Marcaccini Gianluca, Seth Ishith, Xie Yi, Susini Pietro, Pozzi Mirco, Cuomo Roberto, Rozen Warren M
Plastic Surgery Unit, Department of Medicine, Surgery and Neuroscience, University of Siena, 53100 Siena, Italy.
Department of Plastic and Reconstructive Surgery, Peninsula Health, Frankston, VIC 3199, Australia.
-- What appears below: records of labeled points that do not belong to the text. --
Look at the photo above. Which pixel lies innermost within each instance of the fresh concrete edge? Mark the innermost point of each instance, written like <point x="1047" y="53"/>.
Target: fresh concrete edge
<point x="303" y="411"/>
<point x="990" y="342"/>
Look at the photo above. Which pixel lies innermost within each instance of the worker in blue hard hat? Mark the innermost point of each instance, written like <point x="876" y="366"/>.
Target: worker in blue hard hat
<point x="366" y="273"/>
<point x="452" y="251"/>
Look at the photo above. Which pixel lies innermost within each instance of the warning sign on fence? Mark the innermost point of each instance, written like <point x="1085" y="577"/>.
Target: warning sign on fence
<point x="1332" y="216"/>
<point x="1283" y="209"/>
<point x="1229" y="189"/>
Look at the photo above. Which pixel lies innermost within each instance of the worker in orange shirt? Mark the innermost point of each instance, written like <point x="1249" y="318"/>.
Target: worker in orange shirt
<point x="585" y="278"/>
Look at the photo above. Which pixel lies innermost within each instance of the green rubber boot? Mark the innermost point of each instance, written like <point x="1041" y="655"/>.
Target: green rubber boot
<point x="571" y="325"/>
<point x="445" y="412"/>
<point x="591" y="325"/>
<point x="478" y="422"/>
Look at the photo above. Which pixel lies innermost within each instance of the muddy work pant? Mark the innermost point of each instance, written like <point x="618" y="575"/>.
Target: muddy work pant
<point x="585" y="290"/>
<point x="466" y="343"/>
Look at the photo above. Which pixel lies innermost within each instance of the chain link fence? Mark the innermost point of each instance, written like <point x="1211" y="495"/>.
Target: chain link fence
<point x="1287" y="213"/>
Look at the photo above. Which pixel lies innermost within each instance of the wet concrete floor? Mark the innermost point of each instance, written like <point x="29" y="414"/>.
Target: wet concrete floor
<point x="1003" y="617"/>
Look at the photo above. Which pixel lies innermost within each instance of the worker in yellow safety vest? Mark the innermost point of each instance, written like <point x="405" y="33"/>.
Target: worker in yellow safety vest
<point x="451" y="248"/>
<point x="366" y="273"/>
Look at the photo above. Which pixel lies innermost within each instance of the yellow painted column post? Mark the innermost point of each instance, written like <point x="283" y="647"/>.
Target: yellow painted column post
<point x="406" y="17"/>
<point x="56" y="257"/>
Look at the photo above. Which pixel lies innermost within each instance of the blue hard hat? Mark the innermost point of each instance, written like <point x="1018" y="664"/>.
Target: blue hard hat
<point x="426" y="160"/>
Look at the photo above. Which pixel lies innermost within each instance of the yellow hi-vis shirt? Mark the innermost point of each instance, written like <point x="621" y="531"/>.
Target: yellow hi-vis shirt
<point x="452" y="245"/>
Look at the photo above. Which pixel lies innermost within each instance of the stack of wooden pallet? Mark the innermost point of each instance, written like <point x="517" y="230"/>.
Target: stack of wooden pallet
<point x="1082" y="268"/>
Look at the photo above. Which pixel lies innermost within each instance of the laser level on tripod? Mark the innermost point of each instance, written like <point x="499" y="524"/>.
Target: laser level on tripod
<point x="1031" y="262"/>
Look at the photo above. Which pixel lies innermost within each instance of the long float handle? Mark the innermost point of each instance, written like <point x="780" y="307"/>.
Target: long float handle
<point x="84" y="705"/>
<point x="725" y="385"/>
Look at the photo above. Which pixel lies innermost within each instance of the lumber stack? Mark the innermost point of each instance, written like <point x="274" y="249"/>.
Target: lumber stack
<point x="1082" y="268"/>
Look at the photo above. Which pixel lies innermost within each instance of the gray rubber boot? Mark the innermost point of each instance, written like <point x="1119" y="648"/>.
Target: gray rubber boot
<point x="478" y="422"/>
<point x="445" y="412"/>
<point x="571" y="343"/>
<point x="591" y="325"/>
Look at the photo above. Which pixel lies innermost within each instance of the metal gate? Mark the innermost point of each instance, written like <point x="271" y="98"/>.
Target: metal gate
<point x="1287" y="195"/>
J Clin Med. 2025 Mar 14;14(6):1983. doi: 10.3390/jcm14061983.
: Hand fracture management requires precise diagnostic accuracy and complex decision-making. Advances in artificial intelligence (AI) suggest that large language models (LLMs) may assist or even rival traditional clinical approaches. This study evaluates the effectiveness of ChatGPT-4o, DeepSeek-V3, and Gemini 1.5 in diagnosing and recommending treatment strategies for hand fractures compared to experienced surgeons. : A retrospective analysis of 58 anonymized hand fracture cases was conducted. Clinical details, including fracture site, displacement, and soft-tissue involvement, were provided to the AI models, which generated management plans. Their recommendations were compared to actual surgeon decisions, assessing accuracy, precision, recall, and F1 score. : ChatGPT-4o demonstrated the highest accuracy (98.28%) and recall (91.74%), effectively identifying most correct interventions but occasionally proposing extraneous options (precision 58.48%). DeepSeek-V3 showed moderate accuracy (63.79%), with balanced precision (61.17%) and recall (57.89%), sometimes omitting correct treatments. Gemini 1.5 performed poorly (accuracy 18.97%), with low precision and recall, indicating substantial limitations in clinical decision support. : AI models can enhance clinical workflows, particularly in radiographic interpretation and triage, but their limitations highlight the irreplaceable role of human expertise in complex hand trauma management. ChatGPT-4o demonstrated promising accuracy but requires refinement. Ethical concerns regarding AI-driven medical decisions, including bias and transparency, must be addressed before widespread clinical implementation.
手部骨折的处理需要精确的诊断准确性和复杂的决策。人工智能(AI)的进展表明,大语言模型(LLMs)可能辅助甚至媲美传统临床方法。本研究评估了ChatGPT-4o、DeepSeek-V3和Gemini 1.5在诊断手部骨折并推荐治疗策略方面与经验丰富的外科医生相比的有效性。
对58例匿名手部骨折病例进行了回顾性分析。将包括骨折部位、移位和软组织受累情况在内的临床细节提供给人工智能模型,这些模型生成了处理方案。将它们的建议与外科医生的实际决策进行比较,评估准确性、精确性、召回率和F1分数。
ChatGPT-4o表现出最高的准确性(98.28%)和召回率(91.74%),能有效识别出大多数正确的干预措施,但偶尔会提出无关选项(精确性58.48%)。DeepSeek-V3表现出中等准确性(63.79%),精确性(61.17%)和召回率(57.89%)较为平衡,有时会遗漏正确的治疗方法。Gemini 1.5表现较差(准确性18.97%),精确性和召回率较低,表明在临床决策支持方面存在重大局限性。
人工智能模型可以改善临床工作流程,特别是在影像学解读和分诊方面,但其局限性凸显了人类专业知识在复杂手部创伤处理中不可替代的作用。ChatGPT-4o表现出了有前景的准确性,但需要改进。在广泛临床应用之前,必须解决与人工智能驱动的医疗决策相关的伦理问题,包括偏差和透明度问题。